ViewModel Scope (updated in 4.2.0)

ViewModel is only created against the root scope to avoid any leaking (leaking Activity or Fragment ...). This guards for the visibility problem, where the ViewModel could have access to incompatible scopes.

warning

ViewModel can't access Activity or Fragment scope. Why? Because ViewModel outlives Activity and Fragment, and would leak dependencies outside of proper scopes. If you need to pass data from Activity/Fragment to ViewModel, use "injected parameters": viewModel { params -> }

When to Use ViewModel Scope

Use ViewModel Scope when your ViewModel needs scoped dependencies that are tied to its lifecycle. Common use cases:

• Session data specific to a ViewModel
• Caches that should be cleared when ViewModel is destroyed
• Coordinators or use cases that should live as long as the ViewModel

Declaring ViewModel Scope

You can declare a ViewModel scope tied to a specific ViewModel class or using the viewModelScope archetype:

module {
    // Option 1: Scope for a specific ViewModel class
    scope<MyScopeViewModel> {
        scopedOf(::Session)
    }

    // Option 2: ViewModel Archetype scope - shared by all ViewModels
    viewModelScope {
        scopedOf(::Session)
    }
}

Manual Scope API

Use KoinScopeComponent and viewModelScope() function to manually manage the scope. Dependencies must be injected by field:

module {
    viewModelOf(::MyScopeViewModel)
    scope<MyScopeViewModel> {
        scopedOf(::Session)
    }
}

class MyScopeViewModel : ViewModel(), KoinScopeComponent {

    // Create ViewModel scope - handles creation and destruction
    override val scope: Scope = viewModelScope()

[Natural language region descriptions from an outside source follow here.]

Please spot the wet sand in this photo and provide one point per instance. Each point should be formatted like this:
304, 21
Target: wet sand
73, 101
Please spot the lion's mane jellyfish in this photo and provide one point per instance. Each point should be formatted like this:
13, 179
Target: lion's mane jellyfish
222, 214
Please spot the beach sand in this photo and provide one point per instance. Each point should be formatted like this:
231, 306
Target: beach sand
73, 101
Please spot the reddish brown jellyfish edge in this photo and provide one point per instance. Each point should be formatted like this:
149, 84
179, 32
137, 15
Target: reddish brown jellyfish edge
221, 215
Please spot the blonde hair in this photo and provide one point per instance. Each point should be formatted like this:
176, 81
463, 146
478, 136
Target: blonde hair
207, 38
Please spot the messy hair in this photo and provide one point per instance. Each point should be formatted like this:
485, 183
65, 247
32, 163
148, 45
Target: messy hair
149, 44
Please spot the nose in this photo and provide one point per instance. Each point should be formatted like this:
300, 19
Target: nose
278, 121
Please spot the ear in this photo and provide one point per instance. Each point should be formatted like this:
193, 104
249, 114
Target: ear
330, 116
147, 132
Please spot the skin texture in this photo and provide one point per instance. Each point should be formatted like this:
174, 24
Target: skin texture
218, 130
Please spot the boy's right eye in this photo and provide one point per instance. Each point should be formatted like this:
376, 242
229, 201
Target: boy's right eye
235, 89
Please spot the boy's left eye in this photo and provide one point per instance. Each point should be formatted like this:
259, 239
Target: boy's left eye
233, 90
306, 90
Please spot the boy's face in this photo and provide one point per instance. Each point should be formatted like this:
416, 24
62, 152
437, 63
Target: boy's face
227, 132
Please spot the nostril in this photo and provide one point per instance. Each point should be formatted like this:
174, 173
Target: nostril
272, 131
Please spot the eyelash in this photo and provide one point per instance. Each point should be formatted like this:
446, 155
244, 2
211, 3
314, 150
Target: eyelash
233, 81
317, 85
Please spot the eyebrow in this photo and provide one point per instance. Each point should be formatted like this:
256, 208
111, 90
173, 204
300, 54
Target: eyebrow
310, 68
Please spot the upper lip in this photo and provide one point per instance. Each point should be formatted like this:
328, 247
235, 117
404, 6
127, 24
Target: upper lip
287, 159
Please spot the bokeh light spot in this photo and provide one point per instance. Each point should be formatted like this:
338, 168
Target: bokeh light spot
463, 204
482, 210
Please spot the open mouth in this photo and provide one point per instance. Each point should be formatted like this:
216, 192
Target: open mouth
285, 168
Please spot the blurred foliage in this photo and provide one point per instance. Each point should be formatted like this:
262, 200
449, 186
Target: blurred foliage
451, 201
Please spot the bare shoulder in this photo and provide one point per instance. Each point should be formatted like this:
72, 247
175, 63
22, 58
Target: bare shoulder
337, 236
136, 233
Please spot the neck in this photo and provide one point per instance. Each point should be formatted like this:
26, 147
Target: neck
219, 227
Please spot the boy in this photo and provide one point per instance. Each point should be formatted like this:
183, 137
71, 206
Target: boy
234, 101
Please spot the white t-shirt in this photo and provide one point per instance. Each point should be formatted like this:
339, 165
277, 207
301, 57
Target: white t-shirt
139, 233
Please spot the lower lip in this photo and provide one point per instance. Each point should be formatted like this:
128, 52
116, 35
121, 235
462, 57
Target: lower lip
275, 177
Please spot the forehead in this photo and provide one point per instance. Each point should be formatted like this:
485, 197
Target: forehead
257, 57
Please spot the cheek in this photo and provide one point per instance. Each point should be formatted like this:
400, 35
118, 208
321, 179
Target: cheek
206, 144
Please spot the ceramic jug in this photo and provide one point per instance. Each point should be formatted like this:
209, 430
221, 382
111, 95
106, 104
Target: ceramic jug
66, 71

    // Inject from scope above
    val session: Session by inject()
}

Automatic Scope with Constructor Injection (Experimental)

For constructor injection of scoped dependencies, use the viewModelScopeFactory option.

Experimental Feature

This feature is experimental and requires opt-in via @OptIn(KoinViewModelScopeApi::class). Important: Your ViewModel must be declared inside the viewModelScope { } block for constructor injection to work.

Step 1: Enable the option

@OptIn(KoinViewModelScopeApi::class)
startKoin {
    options(
        viewModelScopeFactory()
    )
}

Step 2: Declare ViewModel inside viewModelScope block

@OptIn(KoinViewModelScopeApi::class)
module {
    // ✅ Correct: ViewModel declared INSIDE viewModelScope
    viewModelScope {
        viewModel { MyScopeViewModel(get()) }  // or viewModelOf(::MyScopeViewModel)
        scoped { Session() }
    }
}

// ViewModel with constructor injection
class MyScopeViewModel(val session: Session) : ViewModel()

Common Mistake

Declaring the ViewModel outside the viewModelScope block will not work for constructor injection:

// ❌ Wrong: ViewModel outside viewModelScope - Session won't be found!
module {
    viewModelOf(::MyScopeViewModel)  // Declared at root scope
    viewModelScope {
        scoped { Session() }  // Session is in ViewModel scope
    }
}

The ViewModel is resolved from root scope and cannot see the scoped Session inside viewModelScope.

Step 3: Inject ViewModel

class MyActivity : AppCompatActivity() {

    // Creates MyScopeViewModel and its scope
    val viewModel: MyScopeViewModel by viewModel()
}

How It Works

When viewModelScopeFactory() is enabled and a ViewModel is requested:

1. Koin creates a dedicated scope for the ViewModel
2. Dependencies declared in viewModelScope { } are resolved from this scope
3. The scope is automatically closed when the ViewModel is cleared

Root Scope
└── ViewModel Scope (created per ViewModel instance)
        └── scoped { Session() }  ← Available for constructor injection

Summary: Which Approach to Use?

Approach	Constructor Injection	Field Injection	Opt-in Required
Manual (KoinScopeComponent)	❌ No	✅ Yes	No
Automatic (viewModelScopeFactory)	✅ Yes	✅ Yes	Yes (@KoinViewModelScopeApi)

Scope Links

Scope links allow sharing instances between components with custom scopes. By default, Fragment's scope are linked to parent Activity scope.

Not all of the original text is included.